Since the conservatorship cannot be concluded until a final account has been filed, and since there are no assets to pay or compromise the pending claim, no likelihood of termination of this proceeding can be perceived in the foreseeable future.
[1-3] This court under its supervisory and revisory powers has the authority to fashion remedies. Hyde v. Superior Court, 28 R.I. 204, 66 A. 292 (1907); G.L. 1956 (1969 Reenactment) §§ 8-1-2, 8-6-1. See also State v. DeLomba, 117 R.I. 673, 676-77, 370 A.2d 1273, 1275 (1977); State v. Fortes, 114 R.I. 161, 172-73, 330 A.2d 404, 411 (1975). If ever there was a case in which a remedy should be fashioned, this is such a controversy. Pursuant to this authority, and in the exercise of this power, we hereby remand this case to the Superior Court with the following recommended guidelines:
(1) The trial justice who heard the civil action in 1975 and 1976 should first consider the appeal from the Probate Court of the City of Pawtucket. He should determine whether plaintiff is presently in need of a conservator, or whether he is competent to handle his own affairs.
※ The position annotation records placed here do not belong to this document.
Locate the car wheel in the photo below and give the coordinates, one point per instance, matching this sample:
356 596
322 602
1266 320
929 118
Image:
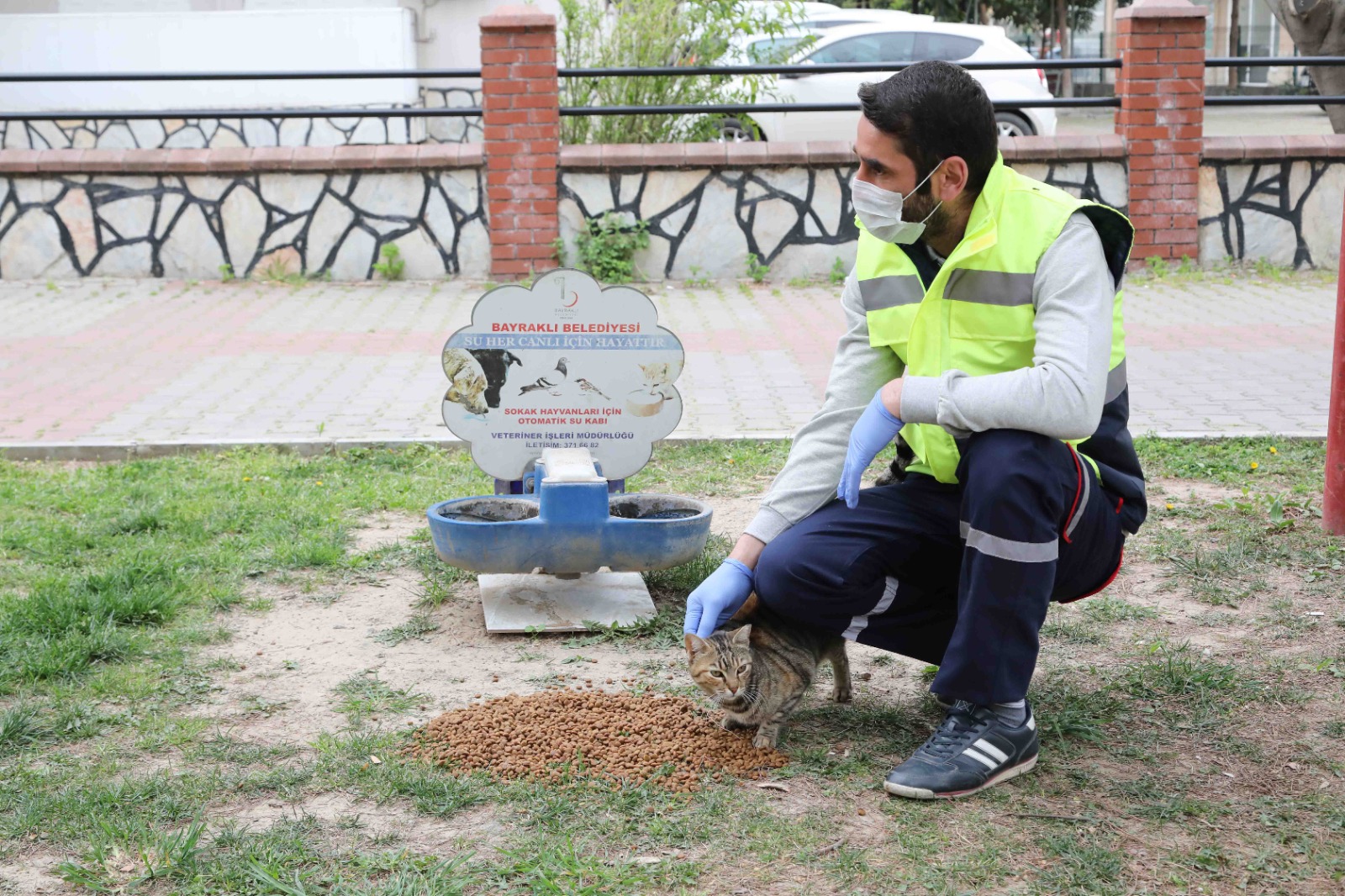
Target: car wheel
736 131
1012 124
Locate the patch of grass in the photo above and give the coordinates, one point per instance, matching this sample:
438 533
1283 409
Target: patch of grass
416 627
1297 463
1073 709
1071 631
1084 864
151 551
1221 575
1177 680
1107 609
365 694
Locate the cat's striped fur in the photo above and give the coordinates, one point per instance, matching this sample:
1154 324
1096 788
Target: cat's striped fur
759 673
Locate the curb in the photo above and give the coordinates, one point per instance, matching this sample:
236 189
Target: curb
309 447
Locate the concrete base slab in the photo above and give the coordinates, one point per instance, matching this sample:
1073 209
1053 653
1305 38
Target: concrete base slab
518 603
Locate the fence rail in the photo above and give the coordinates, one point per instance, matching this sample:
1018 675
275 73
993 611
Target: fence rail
143 114
795 71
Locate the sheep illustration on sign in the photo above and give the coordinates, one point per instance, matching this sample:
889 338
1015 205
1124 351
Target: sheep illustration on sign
564 363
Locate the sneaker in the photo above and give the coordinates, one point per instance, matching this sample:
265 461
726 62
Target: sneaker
970 751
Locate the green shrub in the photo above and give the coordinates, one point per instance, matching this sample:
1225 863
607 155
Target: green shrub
659 33
757 269
609 244
393 266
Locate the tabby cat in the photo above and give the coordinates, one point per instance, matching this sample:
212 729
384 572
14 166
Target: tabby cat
759 673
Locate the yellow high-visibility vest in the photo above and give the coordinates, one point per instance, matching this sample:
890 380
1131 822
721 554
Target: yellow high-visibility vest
978 313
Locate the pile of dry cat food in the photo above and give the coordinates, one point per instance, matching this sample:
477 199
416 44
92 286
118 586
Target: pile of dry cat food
565 735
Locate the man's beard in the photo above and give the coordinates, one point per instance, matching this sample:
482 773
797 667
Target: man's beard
919 206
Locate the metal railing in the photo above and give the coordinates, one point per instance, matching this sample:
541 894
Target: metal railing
728 108
1271 100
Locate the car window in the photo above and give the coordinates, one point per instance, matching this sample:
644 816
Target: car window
831 24
950 47
773 49
888 46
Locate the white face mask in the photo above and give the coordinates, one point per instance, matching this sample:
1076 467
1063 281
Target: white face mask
880 212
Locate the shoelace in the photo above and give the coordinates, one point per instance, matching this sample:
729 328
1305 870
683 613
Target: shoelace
958 728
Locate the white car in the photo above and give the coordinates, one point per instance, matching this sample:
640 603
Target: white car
884 38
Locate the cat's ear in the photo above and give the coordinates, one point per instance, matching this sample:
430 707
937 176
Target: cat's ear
693 645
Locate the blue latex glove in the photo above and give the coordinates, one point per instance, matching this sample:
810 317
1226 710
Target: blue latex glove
873 432
716 599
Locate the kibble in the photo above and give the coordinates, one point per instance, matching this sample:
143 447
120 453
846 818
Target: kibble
564 736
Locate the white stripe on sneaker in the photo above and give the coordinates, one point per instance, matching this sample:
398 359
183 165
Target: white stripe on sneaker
860 623
985 761
990 750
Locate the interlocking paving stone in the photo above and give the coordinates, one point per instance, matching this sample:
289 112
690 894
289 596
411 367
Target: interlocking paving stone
109 362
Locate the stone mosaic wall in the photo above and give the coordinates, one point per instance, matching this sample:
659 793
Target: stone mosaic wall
190 226
704 222
214 134
1286 212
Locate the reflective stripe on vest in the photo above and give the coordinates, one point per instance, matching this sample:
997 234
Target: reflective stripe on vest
978 314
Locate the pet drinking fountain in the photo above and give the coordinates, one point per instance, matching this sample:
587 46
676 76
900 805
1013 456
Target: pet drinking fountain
562 546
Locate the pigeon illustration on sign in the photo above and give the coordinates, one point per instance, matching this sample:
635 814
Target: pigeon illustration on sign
562 363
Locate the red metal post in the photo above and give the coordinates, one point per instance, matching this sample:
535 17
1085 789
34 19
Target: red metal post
1333 502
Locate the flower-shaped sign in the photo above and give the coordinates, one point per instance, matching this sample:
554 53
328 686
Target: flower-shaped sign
564 363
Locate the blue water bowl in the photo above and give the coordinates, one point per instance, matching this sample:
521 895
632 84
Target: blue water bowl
569 528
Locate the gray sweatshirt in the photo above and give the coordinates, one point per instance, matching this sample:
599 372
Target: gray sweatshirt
1062 394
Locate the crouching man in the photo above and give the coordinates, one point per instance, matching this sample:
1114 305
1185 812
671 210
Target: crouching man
984 324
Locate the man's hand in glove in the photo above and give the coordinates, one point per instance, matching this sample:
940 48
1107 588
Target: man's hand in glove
715 602
873 432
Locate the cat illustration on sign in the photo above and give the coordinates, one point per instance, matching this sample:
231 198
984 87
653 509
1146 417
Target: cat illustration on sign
466 378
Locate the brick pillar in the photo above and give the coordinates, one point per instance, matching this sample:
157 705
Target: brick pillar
522 124
1161 85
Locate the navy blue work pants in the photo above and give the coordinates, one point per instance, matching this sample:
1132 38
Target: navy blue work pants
955 575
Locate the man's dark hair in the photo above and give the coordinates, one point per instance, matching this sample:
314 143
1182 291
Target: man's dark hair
935 109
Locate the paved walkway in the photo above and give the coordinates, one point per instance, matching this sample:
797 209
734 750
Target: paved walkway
118 362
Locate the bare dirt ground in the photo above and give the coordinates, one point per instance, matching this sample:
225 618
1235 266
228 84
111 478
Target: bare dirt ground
289 660
304 638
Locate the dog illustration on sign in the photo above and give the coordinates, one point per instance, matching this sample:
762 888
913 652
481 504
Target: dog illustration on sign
495 363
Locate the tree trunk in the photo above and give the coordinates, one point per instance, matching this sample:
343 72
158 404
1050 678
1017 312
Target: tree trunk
1067 81
1318 30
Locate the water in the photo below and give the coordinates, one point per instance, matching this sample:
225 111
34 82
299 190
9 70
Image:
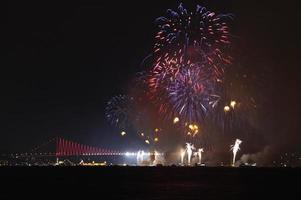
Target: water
151 182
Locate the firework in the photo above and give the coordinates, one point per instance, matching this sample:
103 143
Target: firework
118 111
235 148
189 149
191 93
194 34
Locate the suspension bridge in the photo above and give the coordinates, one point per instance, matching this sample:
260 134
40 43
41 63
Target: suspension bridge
60 147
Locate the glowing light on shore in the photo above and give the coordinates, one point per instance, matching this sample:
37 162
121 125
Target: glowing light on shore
235 148
189 148
232 104
176 120
193 129
226 108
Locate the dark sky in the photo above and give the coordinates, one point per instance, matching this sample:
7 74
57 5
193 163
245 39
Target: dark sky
65 60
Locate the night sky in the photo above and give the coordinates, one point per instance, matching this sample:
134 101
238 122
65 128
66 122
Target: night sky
64 61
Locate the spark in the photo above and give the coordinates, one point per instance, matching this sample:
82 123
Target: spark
232 104
226 108
235 148
176 120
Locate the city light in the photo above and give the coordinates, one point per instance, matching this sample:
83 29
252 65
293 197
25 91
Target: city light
176 120
232 104
226 108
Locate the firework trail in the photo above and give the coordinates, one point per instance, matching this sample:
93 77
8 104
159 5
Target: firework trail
118 111
235 148
200 34
189 149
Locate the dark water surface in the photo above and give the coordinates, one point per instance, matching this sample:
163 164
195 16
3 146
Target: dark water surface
150 183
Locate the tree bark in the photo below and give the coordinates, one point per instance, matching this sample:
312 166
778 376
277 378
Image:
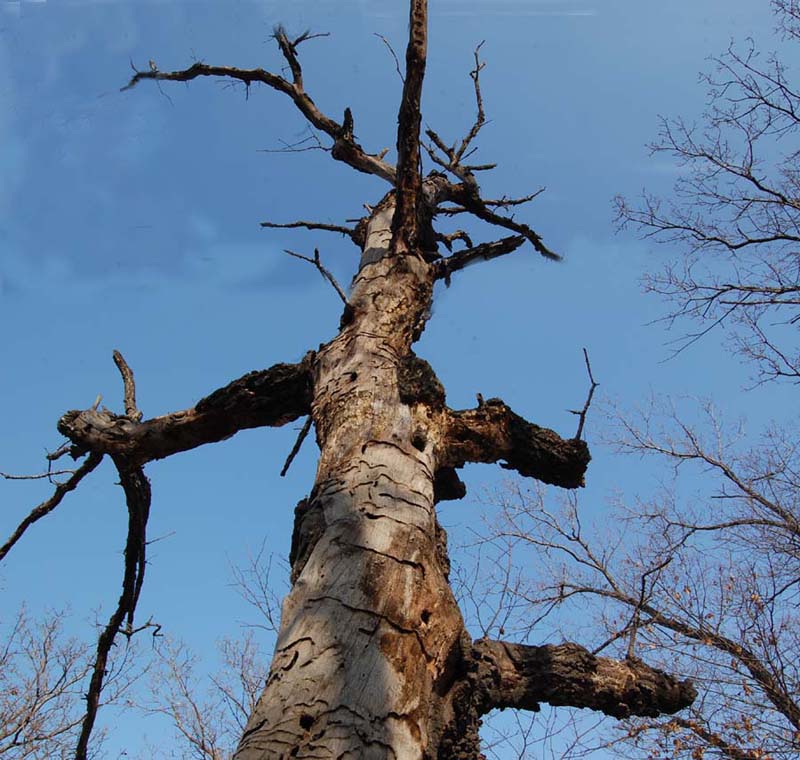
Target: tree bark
373 660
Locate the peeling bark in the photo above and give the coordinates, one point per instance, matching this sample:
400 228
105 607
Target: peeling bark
373 660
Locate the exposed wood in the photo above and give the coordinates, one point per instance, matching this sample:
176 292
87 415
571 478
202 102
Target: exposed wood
266 398
515 675
492 433
373 659
405 232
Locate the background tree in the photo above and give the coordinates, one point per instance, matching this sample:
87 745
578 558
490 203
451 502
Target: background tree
373 658
706 576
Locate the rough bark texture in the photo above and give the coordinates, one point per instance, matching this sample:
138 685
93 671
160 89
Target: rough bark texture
373 660
270 397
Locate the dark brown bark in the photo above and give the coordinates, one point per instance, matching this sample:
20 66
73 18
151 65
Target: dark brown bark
492 433
519 676
405 223
373 659
266 398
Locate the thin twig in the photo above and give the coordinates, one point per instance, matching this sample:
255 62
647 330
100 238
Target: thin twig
297 444
324 272
394 55
349 231
39 476
137 496
485 251
582 413
48 506
132 412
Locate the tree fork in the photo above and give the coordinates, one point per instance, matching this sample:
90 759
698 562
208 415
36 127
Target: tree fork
373 659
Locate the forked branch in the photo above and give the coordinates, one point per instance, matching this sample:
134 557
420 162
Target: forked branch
522 676
266 398
493 433
409 180
61 490
345 148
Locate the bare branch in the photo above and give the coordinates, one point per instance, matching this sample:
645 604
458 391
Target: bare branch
322 270
48 506
405 230
269 397
132 412
492 433
582 413
137 495
483 252
344 146
523 676
297 444
351 232
393 54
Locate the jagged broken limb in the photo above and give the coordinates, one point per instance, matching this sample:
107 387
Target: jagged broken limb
373 659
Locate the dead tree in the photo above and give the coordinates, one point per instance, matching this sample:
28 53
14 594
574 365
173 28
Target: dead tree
373 659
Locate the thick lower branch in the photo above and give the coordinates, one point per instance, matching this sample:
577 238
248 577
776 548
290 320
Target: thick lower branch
265 398
519 676
492 433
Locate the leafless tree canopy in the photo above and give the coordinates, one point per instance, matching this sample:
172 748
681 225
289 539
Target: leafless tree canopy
736 207
373 659
702 575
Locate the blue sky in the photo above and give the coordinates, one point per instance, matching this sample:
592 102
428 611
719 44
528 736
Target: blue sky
129 220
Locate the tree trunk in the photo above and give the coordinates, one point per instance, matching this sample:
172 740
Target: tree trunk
372 659
370 632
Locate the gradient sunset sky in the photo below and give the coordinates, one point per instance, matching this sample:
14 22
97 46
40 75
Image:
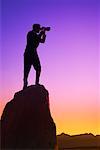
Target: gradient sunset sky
69 58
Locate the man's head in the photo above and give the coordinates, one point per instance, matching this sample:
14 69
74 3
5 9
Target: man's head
36 28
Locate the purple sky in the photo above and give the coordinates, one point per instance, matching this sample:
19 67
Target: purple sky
69 58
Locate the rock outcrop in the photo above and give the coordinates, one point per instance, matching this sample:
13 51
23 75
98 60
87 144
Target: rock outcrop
26 122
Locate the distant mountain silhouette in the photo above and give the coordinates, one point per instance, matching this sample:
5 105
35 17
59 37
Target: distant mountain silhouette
81 141
26 122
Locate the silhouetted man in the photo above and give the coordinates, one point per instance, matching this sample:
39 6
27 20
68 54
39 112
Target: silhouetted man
34 37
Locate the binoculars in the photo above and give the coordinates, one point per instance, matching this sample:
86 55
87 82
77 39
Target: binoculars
45 28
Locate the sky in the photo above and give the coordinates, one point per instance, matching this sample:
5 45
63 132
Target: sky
69 58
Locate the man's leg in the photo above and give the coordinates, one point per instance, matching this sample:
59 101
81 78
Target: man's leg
37 67
38 71
27 67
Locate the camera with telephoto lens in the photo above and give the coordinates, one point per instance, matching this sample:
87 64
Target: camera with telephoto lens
45 28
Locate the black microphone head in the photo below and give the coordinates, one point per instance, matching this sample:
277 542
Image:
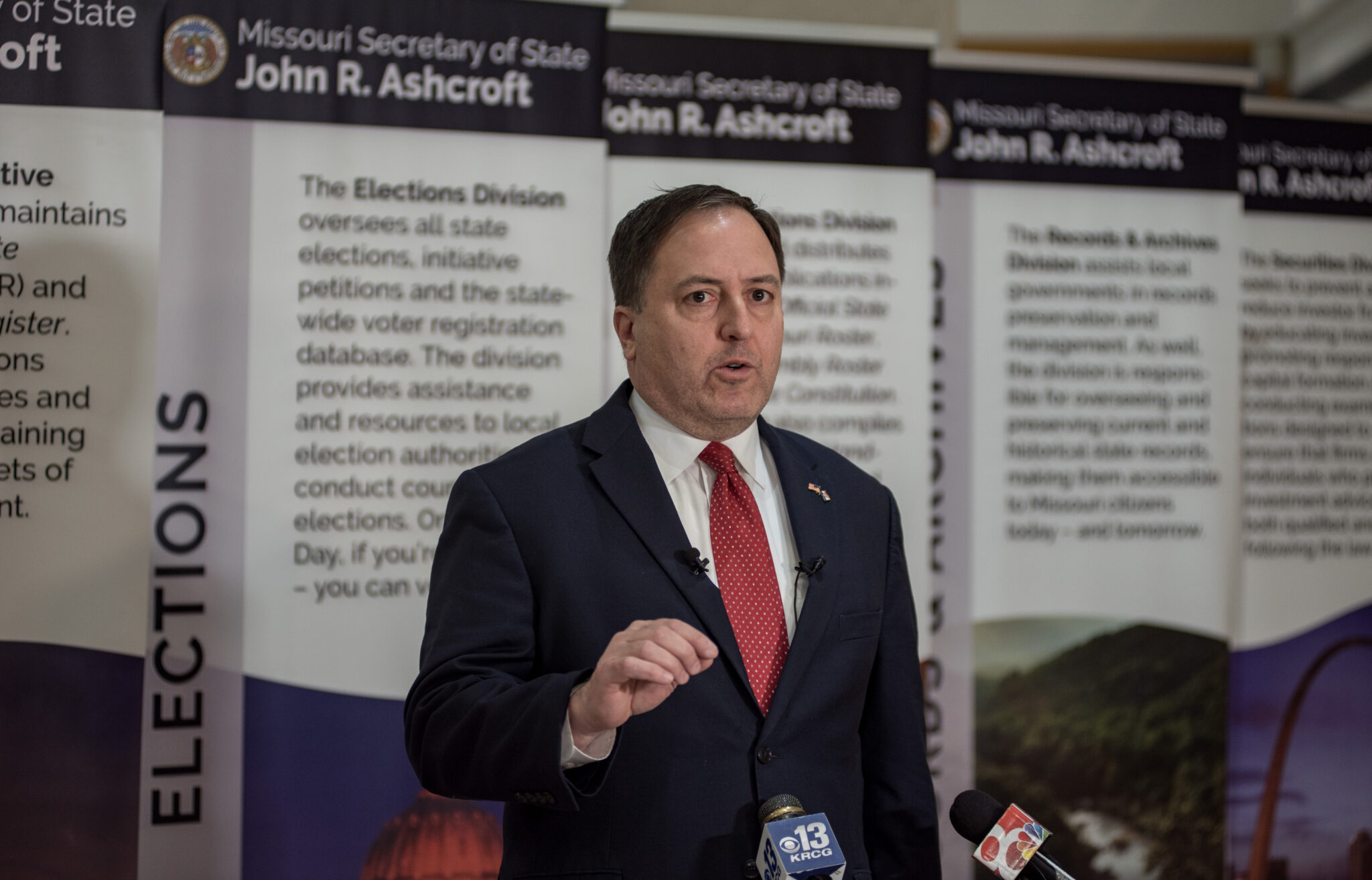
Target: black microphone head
780 808
975 813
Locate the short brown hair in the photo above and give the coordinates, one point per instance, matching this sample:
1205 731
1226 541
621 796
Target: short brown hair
642 230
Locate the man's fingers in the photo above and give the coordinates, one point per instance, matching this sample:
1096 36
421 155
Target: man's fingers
640 669
656 652
682 651
699 640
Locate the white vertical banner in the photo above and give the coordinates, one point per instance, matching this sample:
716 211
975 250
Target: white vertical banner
1089 239
822 127
80 184
1300 771
385 259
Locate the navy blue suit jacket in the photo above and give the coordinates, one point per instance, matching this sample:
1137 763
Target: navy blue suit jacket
557 546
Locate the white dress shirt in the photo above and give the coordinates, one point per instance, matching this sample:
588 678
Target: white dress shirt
689 484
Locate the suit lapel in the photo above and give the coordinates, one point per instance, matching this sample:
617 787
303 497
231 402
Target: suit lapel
813 527
629 475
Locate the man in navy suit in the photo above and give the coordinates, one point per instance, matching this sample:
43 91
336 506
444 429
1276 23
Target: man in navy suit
630 699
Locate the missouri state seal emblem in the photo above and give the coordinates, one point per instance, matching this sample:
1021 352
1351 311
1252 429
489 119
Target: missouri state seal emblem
194 50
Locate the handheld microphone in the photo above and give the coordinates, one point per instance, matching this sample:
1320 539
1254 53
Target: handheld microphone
1008 839
796 844
691 558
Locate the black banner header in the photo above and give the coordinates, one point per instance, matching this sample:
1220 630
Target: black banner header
1310 166
478 65
725 98
80 52
992 125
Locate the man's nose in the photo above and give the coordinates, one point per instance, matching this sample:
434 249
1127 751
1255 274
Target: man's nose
736 322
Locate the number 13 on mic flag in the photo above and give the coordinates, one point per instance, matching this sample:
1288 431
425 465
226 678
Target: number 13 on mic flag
1010 844
801 847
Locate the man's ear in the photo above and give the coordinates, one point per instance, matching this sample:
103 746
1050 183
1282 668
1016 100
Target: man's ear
624 319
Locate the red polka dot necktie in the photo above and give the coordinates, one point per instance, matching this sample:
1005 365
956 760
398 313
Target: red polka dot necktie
746 574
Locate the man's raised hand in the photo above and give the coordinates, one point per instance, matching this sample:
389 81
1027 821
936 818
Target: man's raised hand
640 669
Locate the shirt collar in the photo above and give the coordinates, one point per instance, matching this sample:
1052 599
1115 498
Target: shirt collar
675 450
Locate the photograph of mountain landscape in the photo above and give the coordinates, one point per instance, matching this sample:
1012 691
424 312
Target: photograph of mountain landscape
1110 733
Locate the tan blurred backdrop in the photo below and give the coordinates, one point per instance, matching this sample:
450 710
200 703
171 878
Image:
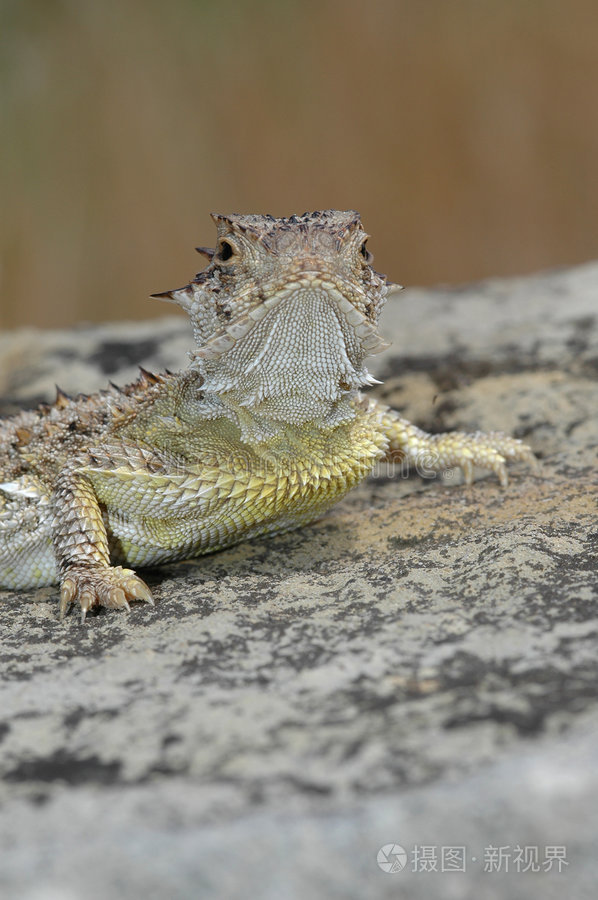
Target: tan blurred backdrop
464 131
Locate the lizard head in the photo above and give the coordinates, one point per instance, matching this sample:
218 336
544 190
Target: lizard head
286 308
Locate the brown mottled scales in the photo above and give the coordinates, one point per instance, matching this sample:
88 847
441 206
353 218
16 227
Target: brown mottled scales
262 432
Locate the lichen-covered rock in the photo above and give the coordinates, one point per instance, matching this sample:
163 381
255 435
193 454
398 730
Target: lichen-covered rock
417 667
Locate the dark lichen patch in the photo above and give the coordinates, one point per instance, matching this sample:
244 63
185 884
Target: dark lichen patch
66 768
112 356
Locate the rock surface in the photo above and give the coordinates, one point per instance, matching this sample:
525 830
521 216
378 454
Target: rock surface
418 667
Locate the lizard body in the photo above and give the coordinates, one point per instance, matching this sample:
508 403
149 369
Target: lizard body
262 433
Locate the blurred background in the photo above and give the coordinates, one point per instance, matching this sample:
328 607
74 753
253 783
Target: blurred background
464 131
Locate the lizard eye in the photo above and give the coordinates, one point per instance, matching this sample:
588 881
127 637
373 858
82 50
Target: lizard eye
225 251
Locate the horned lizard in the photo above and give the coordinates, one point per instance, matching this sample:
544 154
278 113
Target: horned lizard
263 431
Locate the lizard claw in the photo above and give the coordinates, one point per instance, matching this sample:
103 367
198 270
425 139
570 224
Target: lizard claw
112 587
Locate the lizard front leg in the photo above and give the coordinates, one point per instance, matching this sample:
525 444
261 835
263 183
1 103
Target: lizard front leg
81 550
437 452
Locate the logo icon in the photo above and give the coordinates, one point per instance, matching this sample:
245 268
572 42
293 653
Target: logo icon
391 858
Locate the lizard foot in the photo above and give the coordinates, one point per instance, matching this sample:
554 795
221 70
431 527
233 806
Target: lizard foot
112 587
491 450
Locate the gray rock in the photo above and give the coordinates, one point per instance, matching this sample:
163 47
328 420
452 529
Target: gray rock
418 667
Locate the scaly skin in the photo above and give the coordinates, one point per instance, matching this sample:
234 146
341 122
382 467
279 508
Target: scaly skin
263 432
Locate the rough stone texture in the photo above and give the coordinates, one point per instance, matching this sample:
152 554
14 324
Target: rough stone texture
418 667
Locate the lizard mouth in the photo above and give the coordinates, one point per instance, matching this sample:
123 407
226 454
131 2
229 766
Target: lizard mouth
361 334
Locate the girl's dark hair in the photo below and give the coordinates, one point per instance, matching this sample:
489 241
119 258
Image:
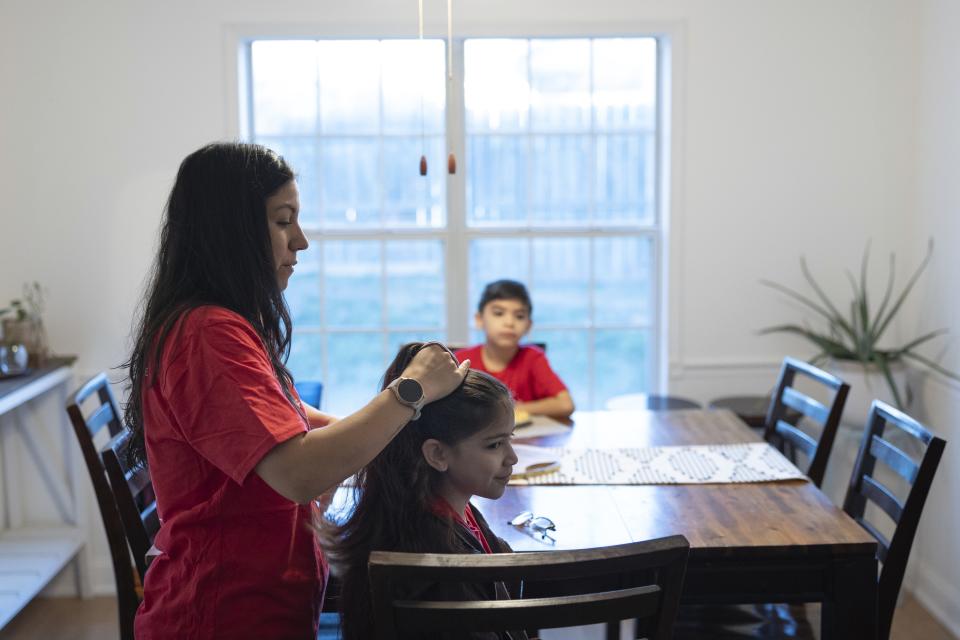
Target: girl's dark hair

If he finds that plaintiff is competent to handle his own affairs, the trial justice should permit plaintiff to resume the litigation of his claims against defendant former wife, without inhibition from the existence of the conservatorship. The conservatorship may be held open, however, for the purpose of proceedings relating to the final account and the handling of any claims against the conservatorship estate which may be outstanding. The lack of a successful filing of a final account, however, should not prevent plaintiff, if competent, from conducting this litigation in his own name. In the event that the trial justice finds plaintiff to be incompetent and therefore to require the services of a conservator, he should appoint such conservator as in his judgment will best serve the interests of plaintiff. In the light of the serious allegations which have been made by plaintiff, such conservator should be instructed to pursue plaintiff's claims against defendant former wife by ratifying the legal actions formerly pursued or by relitigating such claims as the conservator shall consider necessary.
(2) Upon determining the status of the conservatorship, the trial justice should resume consideration of the claims of plaintiff against defendant. In resuming this determination, the trial justice may, in his discretion, and with due regard to whether a conservator joins in the proceedings, rely upon evidence already adduced or may take such additional evidence as justice and the circumstances will require.
In our opinion, a reliable determination of these claims must be made upon the merits. Procedures to this end should take place with all deliberate speed. In light of the foregoing determination, it is unnecessary to consider claims raised by the plaintiff concerning the validity of the initial decrees of the probate court upon the plaintiffs own petition.
The plaintiff's appeal is sustained in part, and the consolidated cases are remanded to the Superior Court for further proceedings in accordance with this opinion.